Metadata-Version: 2.4
Name: audio-metrics
Version: 1.0.4
Summary: Metrics to measure the quality of audio
Author: Maarten Grachten
License-File: LICENSE
Requires-Python: >=3.10
Requires-Dist: appdirs
Requires-Dist: einops
Requires-Dist: laion-clap>=1.1.6
Requires-Dist: numba
Requires-Dist: numpy-audio-limiter
Requires-Dist: opt-einsum
Requires-Dist: prdc
Requires-Dist: pyloudnorm
Requires-Dist: scikit-learn
Requires-Dist: soxr
Requires-Dist: torch
Requires-Dist: torchvision; python_version < '3.13'
Requires-Dist: torchvision>=0.24; python_version >= '3.13'
Requires-Dist: tqdm
Provides-Extra: dev
Requires-Dist: flake8; extra == 'dev'
Requires-Dist: ipdb; extra == 'dev'
Requires-Dist: ipython; extra == 'dev'
Requires-Dist: pylint; extra == 'dev'
Requires-Dist: pytest; extra == 'dev'
Requires-Dist: python-lsp-ruff; extra == 'dev'
Requires-Dist: python-lsp-server; extra == 'dev'
Requires-Dist: rich; extra == 'dev'
Requires-Dist: ruff; extra == 'dev'
Provides-Extra: examples
Requires-Dist: musdb; extra == 'examples'
Requires-Dist: setuptools; extra == 'examples'
Requires-Dist: soundfile; extra == 'examples'
Description-Content-Type: text/markdown

# Audio Metrics

[![PyPI version](https://badge.fury.io/py/audio-metrics.svg)](https://pypi.org/project/audio-metrics/)

This repository contains a python package to compute distribution-based quality
metrics for audio data using embeddings, with a focus on music.

It features the following metrics:

* Accompaniment Prompt Adherence (APA, see https://arxiv.org/abs/2503.06346 )

* Fréchet Distance (see https://arxiv.org/abs/1812.08466 )

* Kernel Distance/Maximum Mean Discrepancy (see https://arxiv.org/abs/1812.08466 )
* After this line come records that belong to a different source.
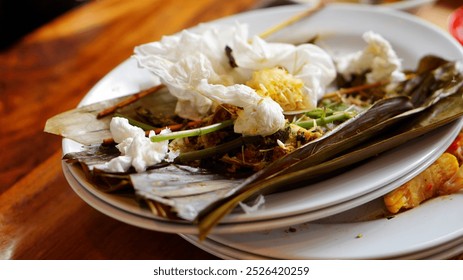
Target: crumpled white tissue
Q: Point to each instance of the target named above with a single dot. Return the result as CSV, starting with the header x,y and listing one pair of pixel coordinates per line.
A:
x,y
195,68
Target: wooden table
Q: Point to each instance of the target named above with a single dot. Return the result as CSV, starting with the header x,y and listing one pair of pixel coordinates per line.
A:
x,y
49,71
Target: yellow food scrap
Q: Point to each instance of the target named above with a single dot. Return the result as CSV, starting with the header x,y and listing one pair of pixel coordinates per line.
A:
x,y
427,184
281,86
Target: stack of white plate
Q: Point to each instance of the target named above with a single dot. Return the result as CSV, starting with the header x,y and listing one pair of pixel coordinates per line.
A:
x,y
341,217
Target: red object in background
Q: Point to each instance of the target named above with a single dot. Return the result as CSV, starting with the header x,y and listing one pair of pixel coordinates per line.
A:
x,y
456,24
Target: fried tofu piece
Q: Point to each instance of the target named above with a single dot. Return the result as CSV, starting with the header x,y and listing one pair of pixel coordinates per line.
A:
x,y
428,184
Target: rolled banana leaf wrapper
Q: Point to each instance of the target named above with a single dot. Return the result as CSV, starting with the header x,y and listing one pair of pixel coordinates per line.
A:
x,y
433,98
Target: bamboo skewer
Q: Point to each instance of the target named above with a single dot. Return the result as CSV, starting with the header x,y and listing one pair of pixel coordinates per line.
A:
x,y
292,20
264,34
128,101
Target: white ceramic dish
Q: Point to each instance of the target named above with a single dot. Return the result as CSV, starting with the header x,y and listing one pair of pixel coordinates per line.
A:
x,y
446,251
415,230
127,205
405,5
133,214
337,37
442,243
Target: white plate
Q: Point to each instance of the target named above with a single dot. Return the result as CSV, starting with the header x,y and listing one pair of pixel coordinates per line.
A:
x,y
129,205
405,5
434,223
327,233
133,214
337,37
446,251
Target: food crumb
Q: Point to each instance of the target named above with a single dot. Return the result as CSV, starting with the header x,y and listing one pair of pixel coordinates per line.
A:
x,y
291,229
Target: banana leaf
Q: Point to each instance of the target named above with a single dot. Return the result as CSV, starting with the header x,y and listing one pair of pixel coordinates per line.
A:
x,y
355,140
84,126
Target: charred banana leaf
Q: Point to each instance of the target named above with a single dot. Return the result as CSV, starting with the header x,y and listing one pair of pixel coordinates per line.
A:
x,y
355,140
84,126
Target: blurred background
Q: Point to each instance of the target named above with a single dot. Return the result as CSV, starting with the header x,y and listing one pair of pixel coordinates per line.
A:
x,y
19,17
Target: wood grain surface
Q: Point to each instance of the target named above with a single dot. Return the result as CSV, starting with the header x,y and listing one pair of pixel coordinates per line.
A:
x,y
49,71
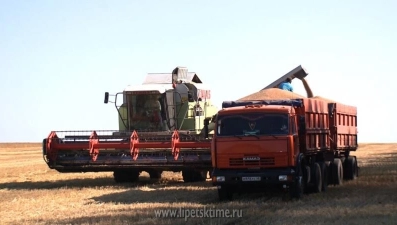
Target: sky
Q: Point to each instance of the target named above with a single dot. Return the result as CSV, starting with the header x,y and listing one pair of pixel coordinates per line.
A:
x,y
57,58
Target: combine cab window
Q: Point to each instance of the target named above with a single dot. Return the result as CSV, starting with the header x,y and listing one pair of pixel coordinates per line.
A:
x,y
253,124
145,112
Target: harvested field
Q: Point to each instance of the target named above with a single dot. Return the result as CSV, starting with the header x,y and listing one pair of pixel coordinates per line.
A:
x,y
33,194
271,94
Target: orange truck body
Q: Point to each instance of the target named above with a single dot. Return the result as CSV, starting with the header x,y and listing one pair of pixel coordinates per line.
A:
x,y
261,143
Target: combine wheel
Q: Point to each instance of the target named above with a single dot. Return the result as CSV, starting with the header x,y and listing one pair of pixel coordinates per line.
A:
x,y
317,178
351,169
133,176
123,176
187,176
225,194
337,172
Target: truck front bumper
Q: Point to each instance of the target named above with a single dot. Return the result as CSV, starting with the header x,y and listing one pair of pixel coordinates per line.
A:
x,y
253,178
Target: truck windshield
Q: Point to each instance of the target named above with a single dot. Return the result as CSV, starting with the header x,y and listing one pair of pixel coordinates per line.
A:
x,y
253,124
145,112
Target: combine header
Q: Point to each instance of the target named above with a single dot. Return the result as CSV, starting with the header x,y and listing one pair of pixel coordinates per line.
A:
x,y
163,126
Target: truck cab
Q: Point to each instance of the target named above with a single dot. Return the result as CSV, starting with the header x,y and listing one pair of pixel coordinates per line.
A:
x,y
254,145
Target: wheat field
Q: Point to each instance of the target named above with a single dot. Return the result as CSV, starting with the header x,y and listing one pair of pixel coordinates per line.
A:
x,y
31,193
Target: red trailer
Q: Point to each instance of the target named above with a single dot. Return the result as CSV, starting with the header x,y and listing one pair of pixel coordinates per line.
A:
x,y
301,145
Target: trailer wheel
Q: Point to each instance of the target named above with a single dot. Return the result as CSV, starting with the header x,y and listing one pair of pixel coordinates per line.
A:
x,y
155,174
225,194
324,175
337,172
351,168
317,178
328,166
299,186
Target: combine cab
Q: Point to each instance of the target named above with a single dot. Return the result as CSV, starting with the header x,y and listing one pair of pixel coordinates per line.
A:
x,y
163,126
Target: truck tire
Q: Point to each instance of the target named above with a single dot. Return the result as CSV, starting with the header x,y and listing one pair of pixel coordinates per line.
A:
x,y
187,176
328,166
225,194
298,188
351,168
337,172
317,179
155,174
324,175
190,175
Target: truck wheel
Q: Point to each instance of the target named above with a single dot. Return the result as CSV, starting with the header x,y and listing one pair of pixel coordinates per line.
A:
x,y
328,166
155,174
225,194
324,175
317,178
337,172
187,176
299,186
351,168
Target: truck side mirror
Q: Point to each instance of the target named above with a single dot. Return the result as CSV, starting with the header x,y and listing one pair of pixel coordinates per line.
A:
x,y
106,98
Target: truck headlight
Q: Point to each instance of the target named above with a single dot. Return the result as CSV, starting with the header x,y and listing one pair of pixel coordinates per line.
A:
x,y
219,179
283,178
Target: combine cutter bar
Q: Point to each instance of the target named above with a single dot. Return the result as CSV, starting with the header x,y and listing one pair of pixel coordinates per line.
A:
x,y
54,144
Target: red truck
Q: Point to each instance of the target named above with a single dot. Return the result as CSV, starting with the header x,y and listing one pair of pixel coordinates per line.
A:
x,y
299,145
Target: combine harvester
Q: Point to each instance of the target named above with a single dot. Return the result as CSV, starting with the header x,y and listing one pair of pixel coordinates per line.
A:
x,y
163,126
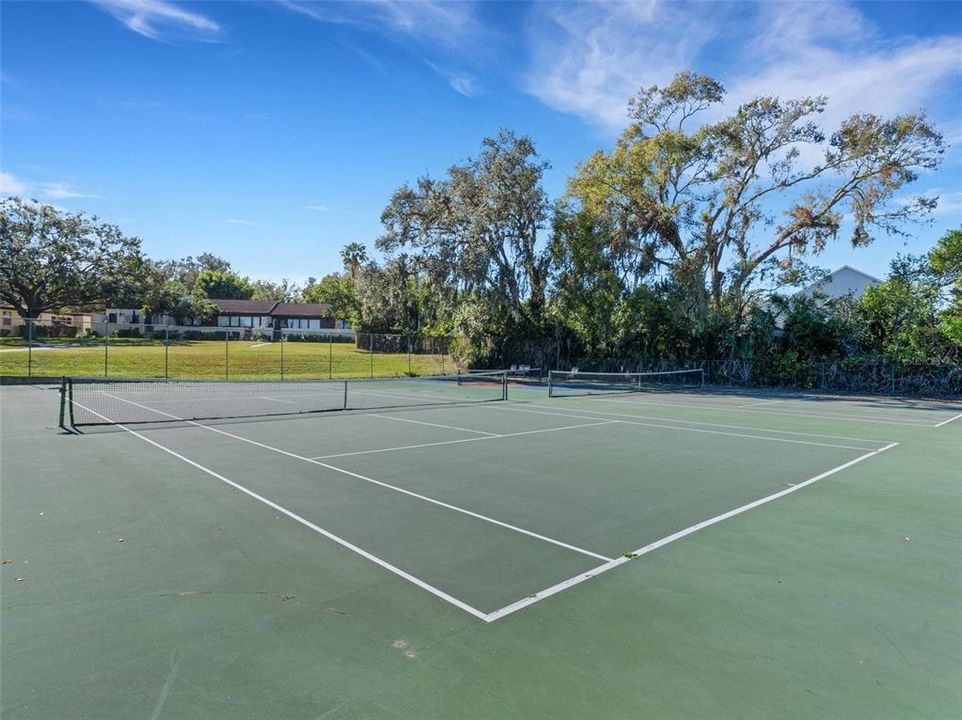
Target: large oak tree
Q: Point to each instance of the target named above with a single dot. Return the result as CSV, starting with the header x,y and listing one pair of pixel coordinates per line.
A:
x,y
50,259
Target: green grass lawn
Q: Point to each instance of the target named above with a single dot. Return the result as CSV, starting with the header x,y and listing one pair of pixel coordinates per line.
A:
x,y
243,359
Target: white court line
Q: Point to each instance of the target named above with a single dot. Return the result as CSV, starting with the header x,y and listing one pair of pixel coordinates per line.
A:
x,y
463,440
570,413
306,523
548,592
726,408
422,422
946,422
349,473
661,426
264,397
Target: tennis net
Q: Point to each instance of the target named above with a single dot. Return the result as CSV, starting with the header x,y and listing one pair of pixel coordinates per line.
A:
x,y
106,401
564,383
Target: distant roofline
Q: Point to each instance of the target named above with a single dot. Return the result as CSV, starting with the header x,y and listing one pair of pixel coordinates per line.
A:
x,y
815,285
855,270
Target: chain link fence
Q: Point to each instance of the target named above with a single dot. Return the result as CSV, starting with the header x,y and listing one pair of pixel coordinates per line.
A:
x,y
862,376
44,349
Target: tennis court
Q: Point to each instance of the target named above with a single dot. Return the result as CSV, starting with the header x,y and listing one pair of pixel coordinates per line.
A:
x,y
475,528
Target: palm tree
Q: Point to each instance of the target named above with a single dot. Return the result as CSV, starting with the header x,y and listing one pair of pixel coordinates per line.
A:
x,y
354,255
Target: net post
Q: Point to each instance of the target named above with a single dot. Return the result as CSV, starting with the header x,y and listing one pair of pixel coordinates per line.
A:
x,y
63,401
29,328
70,400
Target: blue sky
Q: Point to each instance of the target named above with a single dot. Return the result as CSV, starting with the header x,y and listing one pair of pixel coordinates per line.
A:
x,y
273,133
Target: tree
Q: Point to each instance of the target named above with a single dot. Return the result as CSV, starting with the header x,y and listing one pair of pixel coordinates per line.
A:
x,y
710,205
186,270
172,297
475,232
224,285
384,302
354,255
51,258
283,291
337,291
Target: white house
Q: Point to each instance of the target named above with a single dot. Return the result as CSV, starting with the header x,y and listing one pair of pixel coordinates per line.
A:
x,y
844,281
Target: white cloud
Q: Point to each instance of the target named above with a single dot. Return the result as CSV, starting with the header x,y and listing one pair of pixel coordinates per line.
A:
x,y
435,21
62,191
151,18
950,201
846,64
10,185
461,82
589,59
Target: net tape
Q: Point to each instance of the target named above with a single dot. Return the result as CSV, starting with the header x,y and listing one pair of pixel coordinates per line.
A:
x,y
106,401
573,382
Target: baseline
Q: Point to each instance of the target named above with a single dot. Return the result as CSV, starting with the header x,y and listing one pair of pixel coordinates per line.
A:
x,y
724,408
464,440
946,422
549,410
662,426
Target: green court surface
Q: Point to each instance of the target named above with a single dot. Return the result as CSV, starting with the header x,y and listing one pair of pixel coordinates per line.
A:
x,y
686,554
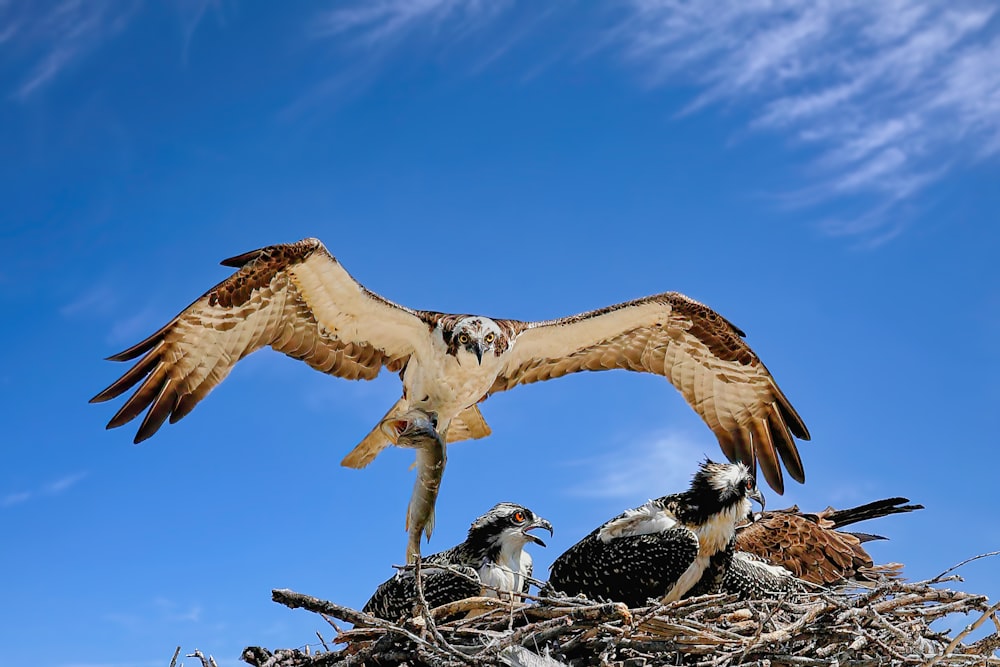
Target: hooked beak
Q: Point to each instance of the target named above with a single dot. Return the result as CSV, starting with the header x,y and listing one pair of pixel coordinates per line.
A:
x,y
537,523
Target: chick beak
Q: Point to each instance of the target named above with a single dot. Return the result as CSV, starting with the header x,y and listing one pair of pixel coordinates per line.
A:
x,y
537,523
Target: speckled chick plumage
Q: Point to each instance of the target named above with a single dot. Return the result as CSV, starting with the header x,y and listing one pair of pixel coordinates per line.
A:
x,y
491,557
669,548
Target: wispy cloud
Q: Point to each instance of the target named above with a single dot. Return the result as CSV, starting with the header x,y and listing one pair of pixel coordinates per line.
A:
x,y
889,93
53,488
649,467
46,38
888,97
379,21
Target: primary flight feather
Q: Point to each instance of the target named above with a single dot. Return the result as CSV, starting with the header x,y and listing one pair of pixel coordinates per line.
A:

* Density and Coverage (see https://arxiv.org/abs/2002.09797 )


The measures have in common that they compare a **set** of candidate audio
tracks against a **set** of reference tracks, rather than evaluating individual
tracks, and they all work on **embedding** representations of audio, obtained
from models pretrained on tasks like audio classification.

The first two measures are typically used to measure audio quality (i.e. the
naturalness of the sound, and the absence of acoustic artifacts). Density and
Coverage explicitly measure how well the candidate set coincides with the
reference set by comparing the embedding manifolds.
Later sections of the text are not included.